Jun
Did you change the behavior of an api: yes. Is _that_ a bug: yes. For this you should not even have to ask: don't do it.
Lars is being nice. Unfortunately even if you did post, you might not get any reponse, and you go ahead and make the change. Before you know it we are going to have a toolkit full of junk. And we will end up having to pay folks to use it.
Jun, nothing personal, but we really need to get this habit under control. This is not a place to experiment and see what happens. Many folks have real code that relies on the core apis, and you can't just change the way they work because you want to, for your special situation. This is a very basic principle.
Think about this: we have been using these same procedures for years. What is the chance, after all this time, that what you found is a bug? Maybe at least ask around. And then even if it might be a bug, is it possible someone relies on this behavior?
Example. the ATS 'if' tag has an 'in' operator. To me this is a list, unfortunately it is implemented as a regexp, which gives it some funny behaviors. But in some cases these behaviors are useful, and I have relied on them. But because of the way it works, you can't just pass in a list as a variable. Is that a bug? Yes and no. You can't break the old behavior just to get the thing to work the way you want.
I posted a recommendation to add something like an 'inlist' operator that would work for lists, or lists of lists. No one responded. I assume it is unimportant. I don't put it in. Finished. I still use this on my sites as a convenience to me, but I'm not going to burdon everyone else with my fancy programming abilities.

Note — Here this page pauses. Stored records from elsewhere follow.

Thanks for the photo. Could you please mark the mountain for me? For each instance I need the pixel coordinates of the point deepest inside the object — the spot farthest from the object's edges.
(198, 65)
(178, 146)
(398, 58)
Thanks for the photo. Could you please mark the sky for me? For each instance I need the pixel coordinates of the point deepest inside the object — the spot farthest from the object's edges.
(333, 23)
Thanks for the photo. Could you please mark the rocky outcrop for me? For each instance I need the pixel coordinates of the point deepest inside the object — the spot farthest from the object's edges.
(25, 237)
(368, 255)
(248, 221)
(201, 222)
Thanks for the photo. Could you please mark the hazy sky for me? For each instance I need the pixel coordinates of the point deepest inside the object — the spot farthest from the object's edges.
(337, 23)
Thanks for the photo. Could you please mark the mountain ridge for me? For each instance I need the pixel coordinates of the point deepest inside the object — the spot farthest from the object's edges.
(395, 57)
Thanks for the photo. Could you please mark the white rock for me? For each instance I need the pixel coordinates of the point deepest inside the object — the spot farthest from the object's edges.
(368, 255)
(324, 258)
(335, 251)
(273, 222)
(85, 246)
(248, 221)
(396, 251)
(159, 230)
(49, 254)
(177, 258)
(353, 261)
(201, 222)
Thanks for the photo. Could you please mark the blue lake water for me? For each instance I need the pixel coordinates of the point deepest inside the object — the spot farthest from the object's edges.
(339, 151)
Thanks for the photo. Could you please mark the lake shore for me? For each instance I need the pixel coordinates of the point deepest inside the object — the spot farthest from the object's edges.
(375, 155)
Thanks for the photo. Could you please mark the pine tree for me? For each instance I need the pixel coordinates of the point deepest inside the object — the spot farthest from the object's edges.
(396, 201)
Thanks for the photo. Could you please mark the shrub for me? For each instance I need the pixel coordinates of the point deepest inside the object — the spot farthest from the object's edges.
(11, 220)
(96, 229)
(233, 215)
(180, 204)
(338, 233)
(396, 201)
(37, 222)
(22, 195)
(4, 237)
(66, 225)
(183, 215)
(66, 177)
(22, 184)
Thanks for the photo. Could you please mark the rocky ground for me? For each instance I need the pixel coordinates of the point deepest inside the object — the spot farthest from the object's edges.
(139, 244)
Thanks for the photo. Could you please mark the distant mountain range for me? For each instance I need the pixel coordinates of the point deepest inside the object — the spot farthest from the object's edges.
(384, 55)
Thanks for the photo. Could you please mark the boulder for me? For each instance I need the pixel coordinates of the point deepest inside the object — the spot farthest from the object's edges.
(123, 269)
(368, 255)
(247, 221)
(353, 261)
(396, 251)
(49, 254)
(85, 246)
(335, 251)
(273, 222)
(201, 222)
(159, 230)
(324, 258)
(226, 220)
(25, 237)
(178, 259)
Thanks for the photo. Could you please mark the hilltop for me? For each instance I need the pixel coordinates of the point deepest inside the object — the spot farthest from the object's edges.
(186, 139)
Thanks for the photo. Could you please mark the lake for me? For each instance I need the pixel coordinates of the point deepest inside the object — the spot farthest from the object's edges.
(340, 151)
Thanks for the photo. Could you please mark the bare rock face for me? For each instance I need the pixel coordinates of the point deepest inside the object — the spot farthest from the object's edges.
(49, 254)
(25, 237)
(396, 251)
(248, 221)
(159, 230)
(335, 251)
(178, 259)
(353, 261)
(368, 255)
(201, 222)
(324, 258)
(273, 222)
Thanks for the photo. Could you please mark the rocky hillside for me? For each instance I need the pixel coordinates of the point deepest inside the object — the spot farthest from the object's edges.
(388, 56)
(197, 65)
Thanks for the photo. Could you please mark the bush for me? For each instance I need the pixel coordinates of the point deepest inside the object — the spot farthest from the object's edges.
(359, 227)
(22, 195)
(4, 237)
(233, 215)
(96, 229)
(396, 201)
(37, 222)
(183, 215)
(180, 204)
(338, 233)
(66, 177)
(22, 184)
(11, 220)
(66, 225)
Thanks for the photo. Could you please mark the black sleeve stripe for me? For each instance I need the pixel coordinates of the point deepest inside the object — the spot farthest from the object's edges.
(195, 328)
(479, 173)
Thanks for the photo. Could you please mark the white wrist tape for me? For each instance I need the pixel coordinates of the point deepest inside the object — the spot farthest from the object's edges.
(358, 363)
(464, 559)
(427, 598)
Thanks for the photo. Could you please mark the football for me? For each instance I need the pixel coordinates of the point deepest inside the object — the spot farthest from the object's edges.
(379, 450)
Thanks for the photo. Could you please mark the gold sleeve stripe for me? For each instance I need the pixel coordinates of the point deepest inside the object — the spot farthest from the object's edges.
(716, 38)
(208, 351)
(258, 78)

Example: Lars suggested adding a -unclobber switch to db_multirow. I complained, saying it changed the behavior of the way db_multirow worked. Actually it turns out that db_multirow was changed before, adding the loop found in the db_foreach api. Unfortunately when this was added care was not taken to ensure that db_multirow worked the same way regardless of whether the code block was included or not. When the code block is included, variables get clobbered in the calling environment. When there is no code block this doesn't happen. This is dumb, because you might write a page one day, and everything works. Tomorrow, you add a foreach loop and you have to then go around changing the names of things that get clobbered. It also might not be apparent what is causing the problem, because only the value is incorrect, you don't really get an error with this kind of bug. To me this really was a bug in db_multirow. Lars probably would have been right to completely remove this behavior, but he only suggested a switch to adjust it when needed.
This last example points out something else that is important when making these kinds of changes. Providing background as to the problem you have found helps others evaluate the changes you are suggesting. Not many of us have the time to go look at the code in the detail you have had to to make the change. What you are suggesting could be the perfect solution, but you have to tell us how you got there. There was a reasoning process involved, but the rest of us are starting from scratch.